XML Basics for a Java Programmer - Part 1 of 3

XML is a very popular and flexible format these days. Every programmer should understand it, it's just a must have. Many technologies are actively used today, and modern ones are among them.

Introduction

Hello dear readers of my article. I want to say right away that this is only the first article in my series of three articles. The main goal of the whole cycle is to dedicate each reader to XML and give, if not a complete explanation and understanding, then at least a good push to it, explaining the main points and things. The whole cycle will be for one nomination - "Attention to Details", and the division into 3 articles is done in order to fit into the character limit in posts and to divide a large amount of material into smaller portions for better understanding.

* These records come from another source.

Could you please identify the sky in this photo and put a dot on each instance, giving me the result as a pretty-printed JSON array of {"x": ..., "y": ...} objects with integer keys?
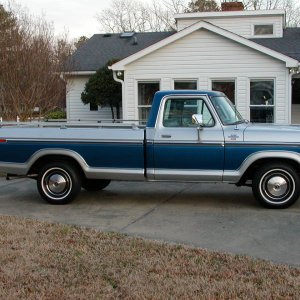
[{"x": 77, "y": 17}]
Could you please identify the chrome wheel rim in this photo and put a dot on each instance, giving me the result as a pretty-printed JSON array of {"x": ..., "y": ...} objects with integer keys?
[
  {"x": 56, "y": 183},
  {"x": 277, "y": 186}
]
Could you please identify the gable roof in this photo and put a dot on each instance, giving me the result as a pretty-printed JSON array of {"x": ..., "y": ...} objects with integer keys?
[
  {"x": 290, "y": 62},
  {"x": 288, "y": 45},
  {"x": 101, "y": 48}
]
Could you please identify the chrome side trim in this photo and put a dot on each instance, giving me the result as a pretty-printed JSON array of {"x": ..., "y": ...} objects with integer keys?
[
  {"x": 115, "y": 173},
  {"x": 189, "y": 143},
  {"x": 234, "y": 176},
  {"x": 247, "y": 144},
  {"x": 79, "y": 141},
  {"x": 188, "y": 175},
  {"x": 96, "y": 173}
]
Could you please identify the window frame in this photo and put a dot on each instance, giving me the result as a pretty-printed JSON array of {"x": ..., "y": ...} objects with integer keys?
[
  {"x": 259, "y": 79},
  {"x": 226, "y": 79},
  {"x": 182, "y": 99},
  {"x": 181, "y": 79},
  {"x": 94, "y": 107},
  {"x": 138, "y": 106}
]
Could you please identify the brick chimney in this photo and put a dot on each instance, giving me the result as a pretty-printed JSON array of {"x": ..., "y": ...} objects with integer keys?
[{"x": 232, "y": 6}]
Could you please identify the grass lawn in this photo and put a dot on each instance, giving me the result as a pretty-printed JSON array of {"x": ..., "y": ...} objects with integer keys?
[{"x": 50, "y": 261}]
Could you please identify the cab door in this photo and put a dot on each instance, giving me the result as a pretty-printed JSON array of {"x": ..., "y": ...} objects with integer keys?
[{"x": 183, "y": 150}]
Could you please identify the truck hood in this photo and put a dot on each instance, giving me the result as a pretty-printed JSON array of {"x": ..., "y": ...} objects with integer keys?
[{"x": 272, "y": 133}]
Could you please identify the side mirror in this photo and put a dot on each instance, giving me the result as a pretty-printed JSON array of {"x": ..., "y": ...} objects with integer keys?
[{"x": 198, "y": 119}]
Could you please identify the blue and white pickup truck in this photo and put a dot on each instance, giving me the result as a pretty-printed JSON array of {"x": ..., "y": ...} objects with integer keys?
[{"x": 195, "y": 136}]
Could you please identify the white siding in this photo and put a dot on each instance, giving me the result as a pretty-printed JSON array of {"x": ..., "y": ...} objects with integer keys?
[
  {"x": 205, "y": 56},
  {"x": 242, "y": 26},
  {"x": 75, "y": 107},
  {"x": 295, "y": 113}
]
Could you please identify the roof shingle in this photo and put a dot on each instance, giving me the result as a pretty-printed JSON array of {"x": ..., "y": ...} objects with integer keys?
[{"x": 101, "y": 48}]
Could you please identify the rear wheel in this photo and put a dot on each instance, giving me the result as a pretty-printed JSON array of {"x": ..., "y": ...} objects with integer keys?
[
  {"x": 93, "y": 185},
  {"x": 276, "y": 185},
  {"x": 59, "y": 182}
]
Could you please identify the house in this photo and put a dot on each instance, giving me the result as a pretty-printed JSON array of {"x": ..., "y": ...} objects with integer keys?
[{"x": 250, "y": 55}]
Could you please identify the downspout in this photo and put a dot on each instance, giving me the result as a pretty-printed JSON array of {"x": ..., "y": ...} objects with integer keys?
[
  {"x": 291, "y": 72},
  {"x": 289, "y": 86},
  {"x": 115, "y": 76}
]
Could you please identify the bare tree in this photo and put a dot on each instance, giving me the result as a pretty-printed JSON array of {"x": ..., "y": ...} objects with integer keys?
[
  {"x": 291, "y": 7},
  {"x": 31, "y": 60},
  {"x": 203, "y": 5},
  {"x": 135, "y": 15}
]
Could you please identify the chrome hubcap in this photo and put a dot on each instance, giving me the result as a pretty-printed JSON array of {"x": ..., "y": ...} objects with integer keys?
[
  {"x": 56, "y": 183},
  {"x": 277, "y": 186}
]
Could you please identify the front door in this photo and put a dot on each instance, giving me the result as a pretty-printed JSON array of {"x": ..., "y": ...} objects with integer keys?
[{"x": 181, "y": 150}]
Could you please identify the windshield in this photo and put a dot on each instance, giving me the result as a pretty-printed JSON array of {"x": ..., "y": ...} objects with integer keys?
[{"x": 226, "y": 111}]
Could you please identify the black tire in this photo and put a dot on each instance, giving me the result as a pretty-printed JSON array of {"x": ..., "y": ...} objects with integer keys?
[
  {"x": 93, "y": 185},
  {"x": 59, "y": 182},
  {"x": 276, "y": 185}
]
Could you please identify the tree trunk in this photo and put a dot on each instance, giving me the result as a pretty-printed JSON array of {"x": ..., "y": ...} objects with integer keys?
[
  {"x": 118, "y": 111},
  {"x": 112, "y": 112}
]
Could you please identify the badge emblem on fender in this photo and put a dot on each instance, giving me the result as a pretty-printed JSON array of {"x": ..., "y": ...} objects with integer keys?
[{"x": 233, "y": 137}]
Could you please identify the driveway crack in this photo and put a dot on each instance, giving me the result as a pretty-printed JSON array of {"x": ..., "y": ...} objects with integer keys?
[{"x": 155, "y": 208}]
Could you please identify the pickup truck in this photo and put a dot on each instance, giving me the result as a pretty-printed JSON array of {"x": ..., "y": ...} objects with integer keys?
[{"x": 190, "y": 136}]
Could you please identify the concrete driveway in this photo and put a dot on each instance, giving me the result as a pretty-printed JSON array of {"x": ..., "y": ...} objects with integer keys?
[{"x": 213, "y": 216}]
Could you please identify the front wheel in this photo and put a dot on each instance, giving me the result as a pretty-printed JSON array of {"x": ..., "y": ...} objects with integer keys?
[
  {"x": 276, "y": 185},
  {"x": 59, "y": 182}
]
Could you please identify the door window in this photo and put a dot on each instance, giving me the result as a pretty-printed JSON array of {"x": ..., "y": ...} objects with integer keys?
[{"x": 179, "y": 112}]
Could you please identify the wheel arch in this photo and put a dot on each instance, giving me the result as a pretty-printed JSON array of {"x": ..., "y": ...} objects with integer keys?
[
  {"x": 290, "y": 158},
  {"x": 46, "y": 155}
]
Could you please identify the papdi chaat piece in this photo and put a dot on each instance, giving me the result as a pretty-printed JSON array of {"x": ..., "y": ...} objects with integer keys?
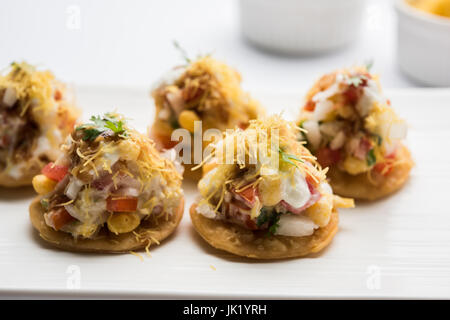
[
  {"x": 110, "y": 191},
  {"x": 36, "y": 114},
  {"x": 263, "y": 195},
  {"x": 352, "y": 129},
  {"x": 204, "y": 90}
]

The first article will focus on XML itself and what it is, as well as one of the ways to schema XML files - DTD. To begin with, I would like to make a small preface for those who are not yet familiar with XML at all: there is no need to be scared. XML is not very complex and should be understood by any programmer, as it is a very flexible, efficient and popular file format today for storing all sorts of information you want. XML is used in Ant, Maven, Spring. Any programmer needs knowledge of XML. Now that you have gathered strength and motivation, let's start studying. I will try to lay out all the material as simply as possible,

XML

For a clearer explanation, it would be more correct to visualize the XML with an example.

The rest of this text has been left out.